La Corte Costituzionale con sentenza n. 130 del 23/06/2023 ha stabilito che il differimento del Trattamento di fine servizio (TFS), rivolto ai dipendenti pubblici cessati dall’impiego per anzianità o per raggiunti limiti di età, contrasta con il “principio costituzionale della giusta retribuzione” che si concretizza sia nella congruità dell’ammontare che nella tempestività della sua erogazione.
La Consulta chiude quindi il cerchio sul giudizio di legittimità costituzionale dell’art. 12, co. 7 del D.L. 31/05/2010, n. 78 (misure urgenti in materia di stabilizzazione finanziaria e di competitività economica) convertito con modificazioni nella legge 30 luglio 2010, n. 122, promosso dal T.A.R del Lazio con ordinanza n. 06223 del 17/05/2022.
La norma, oggetto della controversia, è stata introdotta dai governi pro-tempore per il contenimento della spesa nel rispetto degli obiettivi della finanza pubblica, il quale prevede, per i soggetti che maturano i requisiti per il pensionamento, il dilazionamento del TFS in base all’importo dovuto:
- in un unico importo annuale se l’ammontare complessivo della prestazione, al lordo delle relative trattenute fiscali, è complessivamente pari o inferiore a 50.000 euro;
- in due importi annuali se l’ammontare complessivo della prestazione, al lordo delle relative trattenute fiscali, è complessivamente superiore a 50.000 euro ma inferiore a 100.000 euro. In tal caso il primo importo annuale è pari a 50.000 euro e il secondo importo annuale è pari all’ammontare residuo;
- in tre importi annuali se l’ammontare complessivo della prestazione, al lordo delle relative trattenute fiscali, è complessivamente uguale o superiore a 100.000 euro, in tal caso il primo importo annuale è pari a 50.000 euro, il secondo importo annuale è pari a 50.000 euro e il terzo importo annuale è pari all’ammontare residuo.

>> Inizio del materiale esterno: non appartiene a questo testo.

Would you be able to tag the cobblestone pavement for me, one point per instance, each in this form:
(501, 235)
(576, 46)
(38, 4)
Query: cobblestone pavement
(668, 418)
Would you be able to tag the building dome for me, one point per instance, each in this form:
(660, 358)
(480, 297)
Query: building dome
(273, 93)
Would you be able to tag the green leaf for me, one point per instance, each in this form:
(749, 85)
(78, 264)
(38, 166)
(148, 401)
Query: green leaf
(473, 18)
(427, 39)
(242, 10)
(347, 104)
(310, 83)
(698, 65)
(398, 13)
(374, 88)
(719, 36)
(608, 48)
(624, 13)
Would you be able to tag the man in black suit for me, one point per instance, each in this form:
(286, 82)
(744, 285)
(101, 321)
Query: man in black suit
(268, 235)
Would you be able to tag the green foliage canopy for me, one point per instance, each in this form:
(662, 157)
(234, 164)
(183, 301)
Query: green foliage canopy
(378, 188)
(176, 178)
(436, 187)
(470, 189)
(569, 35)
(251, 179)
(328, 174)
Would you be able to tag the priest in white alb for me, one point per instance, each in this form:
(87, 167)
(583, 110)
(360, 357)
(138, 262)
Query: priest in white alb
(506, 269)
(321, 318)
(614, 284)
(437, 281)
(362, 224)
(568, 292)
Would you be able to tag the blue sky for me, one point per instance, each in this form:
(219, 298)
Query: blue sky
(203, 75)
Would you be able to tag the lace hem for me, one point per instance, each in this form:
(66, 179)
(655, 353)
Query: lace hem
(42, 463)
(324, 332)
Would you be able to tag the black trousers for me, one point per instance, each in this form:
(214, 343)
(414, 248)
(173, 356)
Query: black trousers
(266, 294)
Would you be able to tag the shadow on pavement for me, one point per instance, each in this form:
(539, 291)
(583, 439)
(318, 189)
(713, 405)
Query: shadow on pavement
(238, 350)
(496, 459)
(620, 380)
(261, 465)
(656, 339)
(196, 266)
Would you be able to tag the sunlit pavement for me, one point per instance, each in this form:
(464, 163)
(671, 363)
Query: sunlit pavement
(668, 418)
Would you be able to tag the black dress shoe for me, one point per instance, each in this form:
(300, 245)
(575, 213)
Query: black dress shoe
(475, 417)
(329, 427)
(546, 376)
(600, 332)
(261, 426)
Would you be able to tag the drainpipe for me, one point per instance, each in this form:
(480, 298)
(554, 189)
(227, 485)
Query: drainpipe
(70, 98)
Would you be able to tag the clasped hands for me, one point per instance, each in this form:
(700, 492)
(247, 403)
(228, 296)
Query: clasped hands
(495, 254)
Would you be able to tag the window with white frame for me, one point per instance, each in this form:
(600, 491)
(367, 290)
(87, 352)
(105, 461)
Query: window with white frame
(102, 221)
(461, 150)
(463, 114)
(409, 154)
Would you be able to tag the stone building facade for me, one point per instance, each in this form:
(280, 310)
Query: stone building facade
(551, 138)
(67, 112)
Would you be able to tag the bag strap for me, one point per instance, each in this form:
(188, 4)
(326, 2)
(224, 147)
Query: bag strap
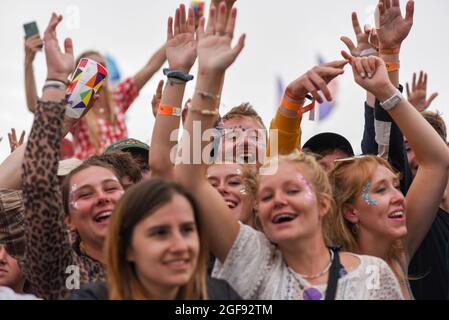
(334, 275)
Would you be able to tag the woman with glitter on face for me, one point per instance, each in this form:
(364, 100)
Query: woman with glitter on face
(52, 265)
(290, 260)
(373, 216)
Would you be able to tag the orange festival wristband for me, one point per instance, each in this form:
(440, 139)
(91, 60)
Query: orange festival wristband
(166, 110)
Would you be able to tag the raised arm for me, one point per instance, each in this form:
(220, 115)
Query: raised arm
(292, 107)
(417, 92)
(393, 29)
(430, 150)
(367, 45)
(32, 46)
(181, 55)
(215, 55)
(44, 215)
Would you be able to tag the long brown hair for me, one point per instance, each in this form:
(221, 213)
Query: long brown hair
(316, 175)
(139, 202)
(91, 117)
(348, 180)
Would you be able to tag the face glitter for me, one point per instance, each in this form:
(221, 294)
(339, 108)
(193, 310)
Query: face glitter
(308, 188)
(365, 195)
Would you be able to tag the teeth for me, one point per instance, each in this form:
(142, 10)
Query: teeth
(398, 214)
(103, 215)
(247, 158)
(231, 204)
(283, 218)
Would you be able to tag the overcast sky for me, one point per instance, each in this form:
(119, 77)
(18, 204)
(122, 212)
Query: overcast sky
(284, 38)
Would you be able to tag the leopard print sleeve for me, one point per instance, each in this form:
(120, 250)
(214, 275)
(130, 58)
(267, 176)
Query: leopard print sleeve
(48, 251)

Entrando nel dettaglio della decisione, i giudici della Corte hanno preferito non esprimersi in una decisione di merito, che avrebbe potuto innescare innumerevoli ricorsi, sentenziando l’importanza che il TFS avrebbe nei confronti del lavoratore in un momento particolare e più vulnerabile dell’esistenza umana. Per cui ha invitato il legislatore a rimuovere gradualmente il differimento, tenendo conto dell’impatto finanziario che il superamento del differimento comporterebbe, mediante interventi riformatori che tengano comunque conto anche degli impegni assunti nell’ambito delle precedenti programmazioni economico-finanziarie.

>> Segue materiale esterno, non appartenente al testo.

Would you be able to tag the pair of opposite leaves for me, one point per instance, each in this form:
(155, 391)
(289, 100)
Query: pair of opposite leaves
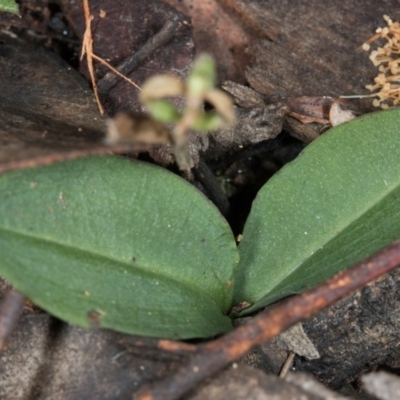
(132, 247)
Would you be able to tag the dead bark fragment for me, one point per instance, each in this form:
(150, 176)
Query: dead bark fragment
(357, 333)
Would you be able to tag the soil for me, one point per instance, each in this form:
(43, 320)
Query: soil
(278, 60)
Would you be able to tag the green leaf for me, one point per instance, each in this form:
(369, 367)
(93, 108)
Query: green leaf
(338, 202)
(9, 5)
(119, 244)
(163, 110)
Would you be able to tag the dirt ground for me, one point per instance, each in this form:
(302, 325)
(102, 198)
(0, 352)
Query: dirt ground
(283, 62)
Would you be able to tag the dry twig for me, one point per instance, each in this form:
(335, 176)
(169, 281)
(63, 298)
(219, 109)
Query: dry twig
(217, 354)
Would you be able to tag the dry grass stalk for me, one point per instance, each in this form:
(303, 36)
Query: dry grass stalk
(387, 59)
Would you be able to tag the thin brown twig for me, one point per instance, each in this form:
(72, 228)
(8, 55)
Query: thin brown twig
(87, 49)
(217, 354)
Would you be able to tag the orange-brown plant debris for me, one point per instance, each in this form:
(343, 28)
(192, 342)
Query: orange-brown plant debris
(387, 59)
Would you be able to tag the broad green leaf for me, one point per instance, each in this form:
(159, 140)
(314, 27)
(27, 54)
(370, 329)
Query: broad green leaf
(338, 202)
(119, 244)
(9, 5)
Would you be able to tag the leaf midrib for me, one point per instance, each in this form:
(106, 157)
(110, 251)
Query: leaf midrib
(185, 283)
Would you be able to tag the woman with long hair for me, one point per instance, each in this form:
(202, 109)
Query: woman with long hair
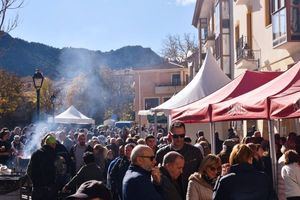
(290, 173)
(243, 181)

I giudici Costituzionali, infatti, già con la sentenza n 159 del 2019 avevano rivolto al legislatore un monito con la quale segnalava la problematicità riferita alle norme di rateizzazione del TFS, concludendo che tale normativa, connessa a quel momento storico ad esigenze contingenti di consolidamento dei conti pubblici, combinata con il differimento della prestazione, finirebbe per aggravare il “rilevato vulnus” (danno).
Per le motivazioni addotte, questa sigla sindacale chiede che il Governo intervenga con urgenza e ponga fine a questa palese ingiustizia e disparità di trattamento dei lavoratori pubblici, compresi quelli del comparto Difesa e Sicurezza, nei confronti di quelli del settore privato, anche in funzione delle dichiarazioni del presidente uscente dell’INPS Pasquale Tridico il quale, nel suo discorso di congedo dalla guida dell’Istituto, alla luce del bilancio positivo dell’Ente nel 2022, illustrato nel suo discorso, ha dichiarato la “sostenibilità” del pagamento immediato del TFS agli aventi diritto.